Or perhaps John was prophesying the Third Roman-Jerusalem War of 135 A.D., by order of Emperor Hadrian. That War resulted in the Great Scattering (Diaspora) of the Jews.

All of which to say that Peck is a preterist, who does not accept a time of worsening moral decay. John of Jerusalem predicted this, as did Paul of Tarsus. Peck denies this, and this explains his adherence to the central flawed tenet of libertarianism: universal goodwill.

What is universal goodwill?

Universal goodwill tells us that human beings have no good reason to fight. An individual especially has no enemies but what he makes. People make enemies, says Peck, because they engage (he would say indulge) in zero-sum thinking. A zero-sum game has a winner and a loser. Or in a multi-player game, net victories exactly balance net defeats.
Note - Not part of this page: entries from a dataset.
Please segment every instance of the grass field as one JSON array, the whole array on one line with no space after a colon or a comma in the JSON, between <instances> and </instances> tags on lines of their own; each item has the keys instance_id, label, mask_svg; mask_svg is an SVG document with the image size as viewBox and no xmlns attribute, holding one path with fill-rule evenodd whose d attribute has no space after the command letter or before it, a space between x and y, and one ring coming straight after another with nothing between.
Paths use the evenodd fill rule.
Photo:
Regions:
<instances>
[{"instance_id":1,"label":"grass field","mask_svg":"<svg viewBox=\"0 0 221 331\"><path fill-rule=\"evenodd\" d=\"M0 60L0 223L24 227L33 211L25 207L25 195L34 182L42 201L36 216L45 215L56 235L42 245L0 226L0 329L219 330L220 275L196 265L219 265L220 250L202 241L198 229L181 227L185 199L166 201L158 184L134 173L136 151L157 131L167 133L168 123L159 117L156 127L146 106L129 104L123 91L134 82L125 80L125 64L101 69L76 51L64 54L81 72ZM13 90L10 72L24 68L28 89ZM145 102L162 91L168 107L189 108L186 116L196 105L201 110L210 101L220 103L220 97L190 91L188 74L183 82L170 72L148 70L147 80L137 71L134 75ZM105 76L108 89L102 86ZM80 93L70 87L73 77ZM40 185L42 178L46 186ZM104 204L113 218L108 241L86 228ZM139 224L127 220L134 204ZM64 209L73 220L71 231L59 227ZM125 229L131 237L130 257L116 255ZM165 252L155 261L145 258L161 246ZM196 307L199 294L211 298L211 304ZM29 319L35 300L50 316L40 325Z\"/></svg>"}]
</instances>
To which he raises two objections. First, men of goodwill should be able to arrive at an equitable distribution of scarce resources between them. Second, no such things as limited or scarce resources need exist. His idealized story of economics (literally, Laws of the Household) features infinite increase. Are we running out of land? Venture off-world and find or create more! Columbus did it, and John Cabot; why can’t we? Is someone foolish (by his lights) to reach out for land to conquer, plunder and pillage? Pull up stakes and get out of his reach! (And never, never, never lend credence to the notion of literal, geographical Promised Land! That explains why he and his friend Darrell L. Castle consistently discount the Biblical territorial claims of something called Israel.)

Libertarian foreign and trade policy assumes universal goodwill, and either infinite resources or ever more dense resource utilization. Sadly, the real world does not conform to these comfortable nostrums. That is why his recommendations on tariffs and trade must necessarily fail.

Primer on tariffs

Peck begins with some definitions, and shows a competent – but incomplete – understanding of the issues behind them. Tariffs, he says, are taxes on imports. Specifically, governments lay and collect tariffs from the importer, who must recoup them, and the costs of goods he imports. But Peck understands only one purpose of tariffs:

The idea is to tax imported goods at a rate calculated to make them as expensive to consumers, or more so, than their domestically produced counterparts. When that happens, American-made products can “compete” with imports. Consumers will then purchase U.S. products, creating a demand for production and thus preserving, or even creating, jobs.

True, but incomplete. Tariffs also are a source of revenue. Before Wilson, tariffs were the source of revenue for the federal government. Every country imposed them; that is how their governments ran. But tariffs never amounted to more than perhaps ten percent of the importer’s purchase prices. The U.S. government understood the Laffer Rule long before Arthur Laffer was born. When tariffs are too high, imports, and the revenue from tariffs, will cease.

Woodrow Wilson destroyed that understanding completely. Ostensibly he said he would build upon universal goodwill of all nations. In fact he laid the trap for the graduated income tax, and gained the confidence of two-thirds of both houses of Congress and three-fourths of the State legislaturres to amend the Constitution to permit this kind of tax. (The confidence trick might have been more profound if someone can invalidate Ohio’s ratification of Amendment XVI.) By no accident, President Trump has proposed to replace income-tax revenues by tariff revenues. Let no one imagine that this would be unprecedented. It has more than a century of precedent behind it, that century being the pre-Wilson century.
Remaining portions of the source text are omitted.